1	Internet Draft                                       John Pritchard
2	<draft-pritchard-http-links-00>         Columbia U Computer Science

4	Expires June 1996                                  21 November 1996

6	                  Efficient HyperLink Maintenance for HTTP

8	Status of this Memo

10	This document is an Internet-Draft. Internet-Drafts are working documents of
11	the Internet Engineering Task Force (IETF), its areas, and its working
12	groups. Note that other groups may also distribute working documents as
13	Internet-Drafts.

15	Internet-Drafts are draft documents valid for a maximum of six months and
16	may be updated, replaced, or obsoleted by other documents at any time. It is
17	inappropriate to use Internet- Drafts as reference material or to cite them
18	other than as ``work in progress.''

20	To learn the current status of any Internet-Draft, please check the
21	``1id-abstracts.txt'' listing contained in the Internet- Drafts Shadow
22	Directories on ftp.is.co.za (Africa), nic.nordu.net (Europe), munnari.oz.au
23	(Pacific Rim), ds.internic.net (US East Coast), or ftp.isi.edu (US West
24	Coast).

26	Distribution of this document is unlimited. Please send comments to John
27	Pritchard at <jdp@cs.columbia.edu>

29	Abstract

31	Hyperlink maintenance allows robots and servers to cooperate in propagating
32	the effects of daily changes in the millions of resource locations in the
33	wwweb. Here, we propose developing the definitions of the LINK and UNLINK
34	methods defined for HTTP since RFC 1945 and which remain largely
35	unimplemented and unused. We believe that the only reason these methods have
36	not been employed is that they remain too loosely defined and implicitly too
37	inefficient. A new syntax and semantics simplify implementation and improve
38	utility.

40	Author's address

42	John Pritchard
43	315 W 82nd Street, #4
44	New York, NY 10024

46	<jdp@cs.columbia.edu>

48	Contents

50	  1. Introduction

52	  2. Link Terminology

54	  3. Implementation Terminology

56	  4. Current HTTP Link Management Protocol

58	  5. Some linking practices

60	  6. Proposed Facility

62	  7. Methods

64	       1. LINK

66	       2. UNLINK

68	       3. UNLINKR

70	       4. LINKMOD

72	  8. Implementation

74	  9. Indempotency

76	 10. Security Considerations

78	 11. Syntax

80	 12. References

82	  1. Introduction

84	     The HTTP protocol has recognized the importance of link management
85	     since HTTP/1.0 RFC 1945 [1]. However, the methods defined in HTTP/1.0
86	     are limited and remain largely unimplemented. The existing link concept
87	     is defined irrespective of direction, ie, reference or resource, and so
88	     leaves too much semantically implied. The revised methods define simple
89	     and efficient syntax and semantics for a complete hyperlink management
90	     protocol within HTTP.

92	     Dangling links are a bigger and bigger problem on a large and growing
93	     wwweb. Messages like the following are common:

95	       The URL which you entered, ... , was not found on this server.
96	       You may have entered it incorrectly, or it may no longer exist.
97	       If you arrived here by clicking on a link in another page,
98	       please tell that page's owner/administrator that the link no
99	       longer exists.

101	     This one resulted from a URL stored in a popular search engine. A
102	     solution is readily available in defining HTTP's LINK and UNLINK
103	     methods with syntax and semantics that effectively and efficiently
104	     provide for hyperlink maintenace.

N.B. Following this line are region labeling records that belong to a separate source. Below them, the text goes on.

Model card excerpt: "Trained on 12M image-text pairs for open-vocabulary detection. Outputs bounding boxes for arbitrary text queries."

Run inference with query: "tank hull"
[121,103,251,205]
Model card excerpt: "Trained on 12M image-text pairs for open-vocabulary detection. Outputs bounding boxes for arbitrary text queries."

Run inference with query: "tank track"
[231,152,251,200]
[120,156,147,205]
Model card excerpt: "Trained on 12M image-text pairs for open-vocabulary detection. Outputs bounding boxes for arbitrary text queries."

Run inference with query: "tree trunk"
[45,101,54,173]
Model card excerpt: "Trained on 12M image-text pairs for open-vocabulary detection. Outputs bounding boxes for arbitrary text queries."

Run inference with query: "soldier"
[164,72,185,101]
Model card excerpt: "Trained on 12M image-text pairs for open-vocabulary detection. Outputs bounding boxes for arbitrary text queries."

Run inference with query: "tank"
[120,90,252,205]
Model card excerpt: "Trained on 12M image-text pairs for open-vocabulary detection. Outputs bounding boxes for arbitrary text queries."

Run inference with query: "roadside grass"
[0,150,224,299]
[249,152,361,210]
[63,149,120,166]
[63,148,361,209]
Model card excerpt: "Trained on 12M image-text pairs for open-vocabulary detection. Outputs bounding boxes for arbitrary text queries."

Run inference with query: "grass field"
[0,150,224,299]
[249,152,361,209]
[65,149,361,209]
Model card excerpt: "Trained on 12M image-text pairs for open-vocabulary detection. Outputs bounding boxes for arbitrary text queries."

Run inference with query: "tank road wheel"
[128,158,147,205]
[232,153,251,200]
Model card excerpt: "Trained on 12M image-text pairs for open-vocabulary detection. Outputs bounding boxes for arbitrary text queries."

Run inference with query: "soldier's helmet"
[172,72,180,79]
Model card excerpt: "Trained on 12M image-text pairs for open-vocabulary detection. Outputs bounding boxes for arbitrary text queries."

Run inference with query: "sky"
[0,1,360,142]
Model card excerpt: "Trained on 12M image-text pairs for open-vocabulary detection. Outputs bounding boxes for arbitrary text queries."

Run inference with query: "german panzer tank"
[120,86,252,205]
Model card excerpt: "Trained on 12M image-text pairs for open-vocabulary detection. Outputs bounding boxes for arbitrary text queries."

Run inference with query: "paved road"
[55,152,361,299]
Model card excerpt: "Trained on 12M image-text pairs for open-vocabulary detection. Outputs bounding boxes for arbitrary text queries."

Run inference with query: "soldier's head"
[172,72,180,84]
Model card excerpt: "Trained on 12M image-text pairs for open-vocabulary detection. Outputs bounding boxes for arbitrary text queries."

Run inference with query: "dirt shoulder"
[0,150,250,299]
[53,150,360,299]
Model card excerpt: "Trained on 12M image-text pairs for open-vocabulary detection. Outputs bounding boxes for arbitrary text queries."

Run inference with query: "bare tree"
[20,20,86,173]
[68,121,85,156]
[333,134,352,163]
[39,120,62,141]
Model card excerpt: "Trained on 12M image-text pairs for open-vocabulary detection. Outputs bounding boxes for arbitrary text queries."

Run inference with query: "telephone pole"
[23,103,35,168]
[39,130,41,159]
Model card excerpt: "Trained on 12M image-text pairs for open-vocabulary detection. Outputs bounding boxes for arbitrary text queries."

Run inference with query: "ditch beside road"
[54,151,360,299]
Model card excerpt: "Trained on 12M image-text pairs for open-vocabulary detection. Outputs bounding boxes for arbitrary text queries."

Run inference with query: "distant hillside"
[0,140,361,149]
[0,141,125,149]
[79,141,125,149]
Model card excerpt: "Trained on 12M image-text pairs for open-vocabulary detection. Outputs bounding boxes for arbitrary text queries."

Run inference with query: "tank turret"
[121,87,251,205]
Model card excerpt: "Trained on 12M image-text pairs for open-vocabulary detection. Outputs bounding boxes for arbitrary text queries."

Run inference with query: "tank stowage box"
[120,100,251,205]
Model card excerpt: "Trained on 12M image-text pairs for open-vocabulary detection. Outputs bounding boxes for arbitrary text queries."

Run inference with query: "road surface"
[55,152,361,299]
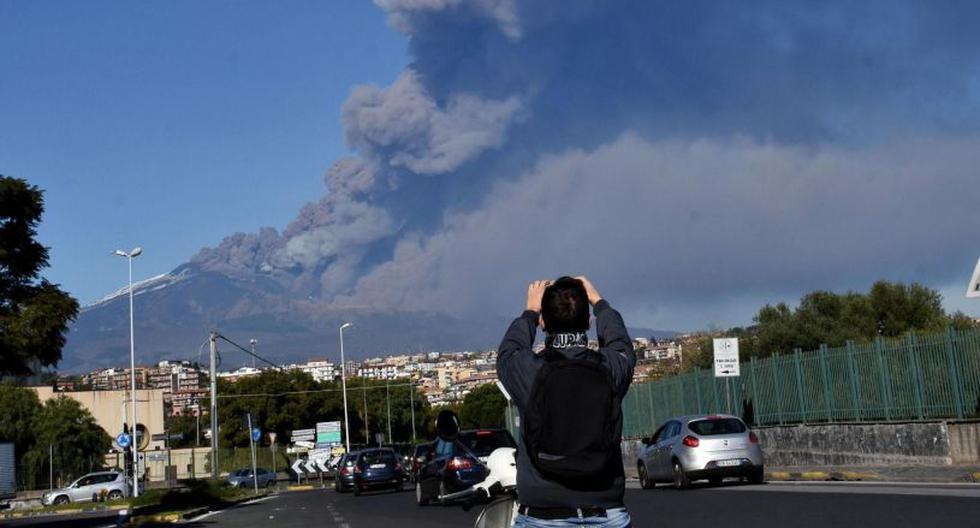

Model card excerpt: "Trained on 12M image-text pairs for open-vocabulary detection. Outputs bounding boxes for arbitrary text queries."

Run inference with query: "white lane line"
[702,484,980,499]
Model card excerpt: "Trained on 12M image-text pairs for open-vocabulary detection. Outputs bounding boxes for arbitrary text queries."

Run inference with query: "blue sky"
[0,0,407,303]
[0,0,980,329]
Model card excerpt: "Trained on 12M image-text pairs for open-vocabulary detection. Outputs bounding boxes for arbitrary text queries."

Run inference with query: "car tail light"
[446,457,473,471]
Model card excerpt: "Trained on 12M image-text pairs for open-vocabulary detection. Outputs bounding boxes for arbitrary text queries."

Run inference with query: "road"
[0,483,980,528]
[174,483,980,528]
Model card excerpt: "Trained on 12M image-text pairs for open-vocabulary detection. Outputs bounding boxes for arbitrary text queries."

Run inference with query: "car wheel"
[636,462,657,489]
[415,481,429,506]
[674,460,691,489]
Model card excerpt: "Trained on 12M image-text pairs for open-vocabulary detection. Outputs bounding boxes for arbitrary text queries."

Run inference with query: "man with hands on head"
[497,277,636,528]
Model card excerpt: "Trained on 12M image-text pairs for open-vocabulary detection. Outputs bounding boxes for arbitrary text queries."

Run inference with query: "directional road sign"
[289,429,316,443]
[714,337,741,378]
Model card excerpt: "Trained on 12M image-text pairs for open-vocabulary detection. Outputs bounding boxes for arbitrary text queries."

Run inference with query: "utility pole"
[408,379,416,448]
[246,412,259,495]
[385,375,395,445]
[209,332,218,479]
[361,385,371,447]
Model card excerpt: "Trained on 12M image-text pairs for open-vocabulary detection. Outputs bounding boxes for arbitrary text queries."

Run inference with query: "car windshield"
[361,451,395,466]
[687,418,745,436]
[458,429,517,457]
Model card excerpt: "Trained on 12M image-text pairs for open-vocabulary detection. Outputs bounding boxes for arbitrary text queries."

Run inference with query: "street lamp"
[113,247,143,497]
[340,323,354,453]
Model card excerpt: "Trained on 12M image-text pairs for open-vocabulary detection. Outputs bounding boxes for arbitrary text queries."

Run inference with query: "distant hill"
[58,264,675,372]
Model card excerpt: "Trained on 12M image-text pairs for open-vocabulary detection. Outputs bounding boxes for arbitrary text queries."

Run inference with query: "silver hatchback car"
[41,471,129,506]
[636,414,765,489]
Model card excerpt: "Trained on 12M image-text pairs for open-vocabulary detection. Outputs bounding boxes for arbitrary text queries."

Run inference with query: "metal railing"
[623,328,980,437]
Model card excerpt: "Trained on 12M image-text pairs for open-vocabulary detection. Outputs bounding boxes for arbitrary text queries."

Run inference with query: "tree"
[460,383,507,428]
[24,396,112,488]
[0,176,78,376]
[0,382,41,483]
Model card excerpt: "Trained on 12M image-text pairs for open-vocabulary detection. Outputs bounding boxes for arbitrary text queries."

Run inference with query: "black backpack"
[521,348,622,489]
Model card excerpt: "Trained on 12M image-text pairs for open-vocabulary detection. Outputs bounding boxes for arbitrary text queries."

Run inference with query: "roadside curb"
[0,504,129,520]
[766,471,882,482]
[129,493,272,526]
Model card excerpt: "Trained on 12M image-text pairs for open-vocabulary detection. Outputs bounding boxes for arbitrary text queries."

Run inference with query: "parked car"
[228,468,276,488]
[415,429,517,506]
[333,451,359,493]
[409,444,432,482]
[41,471,130,506]
[636,414,765,489]
[352,449,405,496]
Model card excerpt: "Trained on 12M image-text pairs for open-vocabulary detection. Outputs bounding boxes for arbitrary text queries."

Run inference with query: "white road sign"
[966,260,980,298]
[714,337,741,378]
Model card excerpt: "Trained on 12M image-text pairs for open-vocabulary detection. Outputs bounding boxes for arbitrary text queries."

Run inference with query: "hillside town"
[56,334,697,416]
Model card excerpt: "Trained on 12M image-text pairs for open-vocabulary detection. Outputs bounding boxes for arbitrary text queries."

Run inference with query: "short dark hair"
[541,277,589,334]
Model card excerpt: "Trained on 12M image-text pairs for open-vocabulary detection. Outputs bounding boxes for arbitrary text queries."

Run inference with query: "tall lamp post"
[340,323,354,453]
[113,247,143,497]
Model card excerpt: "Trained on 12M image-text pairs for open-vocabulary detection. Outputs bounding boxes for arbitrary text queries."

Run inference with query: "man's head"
[541,277,589,334]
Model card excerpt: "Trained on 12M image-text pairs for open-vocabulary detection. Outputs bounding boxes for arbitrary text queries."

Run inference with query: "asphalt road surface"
[167,483,980,528]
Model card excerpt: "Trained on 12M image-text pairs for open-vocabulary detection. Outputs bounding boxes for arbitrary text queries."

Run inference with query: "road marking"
[701,482,980,499]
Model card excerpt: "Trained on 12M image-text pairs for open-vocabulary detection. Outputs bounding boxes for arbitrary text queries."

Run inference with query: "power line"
[218,383,416,400]
[216,334,283,370]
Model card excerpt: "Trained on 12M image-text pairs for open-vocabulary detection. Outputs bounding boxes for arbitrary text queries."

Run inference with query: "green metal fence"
[623,329,980,437]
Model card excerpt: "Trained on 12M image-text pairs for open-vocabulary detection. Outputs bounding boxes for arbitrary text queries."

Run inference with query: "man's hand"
[575,275,602,306]
[527,281,551,313]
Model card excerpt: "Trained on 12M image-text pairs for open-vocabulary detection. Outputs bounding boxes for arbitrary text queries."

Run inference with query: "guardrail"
[623,328,980,437]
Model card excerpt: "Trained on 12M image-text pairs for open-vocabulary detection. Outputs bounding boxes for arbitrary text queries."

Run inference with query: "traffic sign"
[714,337,741,378]
[289,429,316,443]
[966,260,980,298]
[316,421,340,446]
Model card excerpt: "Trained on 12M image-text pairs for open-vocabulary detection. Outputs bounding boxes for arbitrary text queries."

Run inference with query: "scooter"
[436,411,518,528]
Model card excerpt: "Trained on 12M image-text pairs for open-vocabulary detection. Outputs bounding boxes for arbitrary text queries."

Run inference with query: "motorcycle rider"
[497,277,636,528]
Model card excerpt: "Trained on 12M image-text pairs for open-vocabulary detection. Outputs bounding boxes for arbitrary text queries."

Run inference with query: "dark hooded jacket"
[497,300,636,508]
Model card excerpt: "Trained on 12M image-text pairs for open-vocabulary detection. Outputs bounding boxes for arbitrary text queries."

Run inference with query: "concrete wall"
[31,387,164,450]
[948,422,980,464]
[622,422,980,475]
[755,422,952,466]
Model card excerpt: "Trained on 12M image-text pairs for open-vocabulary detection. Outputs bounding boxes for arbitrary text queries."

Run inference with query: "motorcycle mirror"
[436,409,459,442]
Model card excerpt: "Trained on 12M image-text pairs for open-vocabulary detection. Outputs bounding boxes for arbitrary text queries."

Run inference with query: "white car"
[636,414,765,489]
[41,471,129,506]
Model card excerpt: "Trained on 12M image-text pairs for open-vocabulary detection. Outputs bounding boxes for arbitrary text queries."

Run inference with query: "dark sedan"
[333,451,359,493]
[353,449,405,495]
[415,429,517,506]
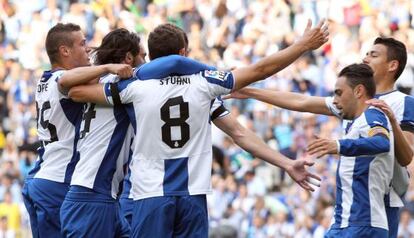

106	     Hyperlink maintenance implies communication, processing and storage
107	     costs. The proposed methods cut processing with syntax by not defining
108	     semantics that imply searching on behalf of call receivers. The
109	     proposed methods' semantics also match storage requirements to the HTML
110	     LINK tag concept. Storage space is not required on behalf of robots for
111	     implementation.

113	     The protocol detailed here is currently being implemented in an
114	     HTTP/1.1 compliant, commercial wwweb server and agent platform under
115	     the extensions provisions of that specification. This protocol has been
116	     realized as the result of that effort.

118	  2. Link Terminology

120	     In this context we refer exclusively to links that are Uniform Resource
121	     Locators, see URL [4] and [2]. URLs are Uniform Resource Indentifiers,
122	     URIs [1], pointing to particular resources without variation per user
123	     identity, class or input, or other particularly perishable or localized
124	     circumstances.

126	     A link has two end points, one in an HTML anchor or otherwise a URL
127	     reference, and the other in the HTTP service providing access to a
128	     resource via a reference. The source end of a link is the client or
129	     anchor end, sometimes the tail, and the target end of a link is the
130	     resource end, sometimes the head.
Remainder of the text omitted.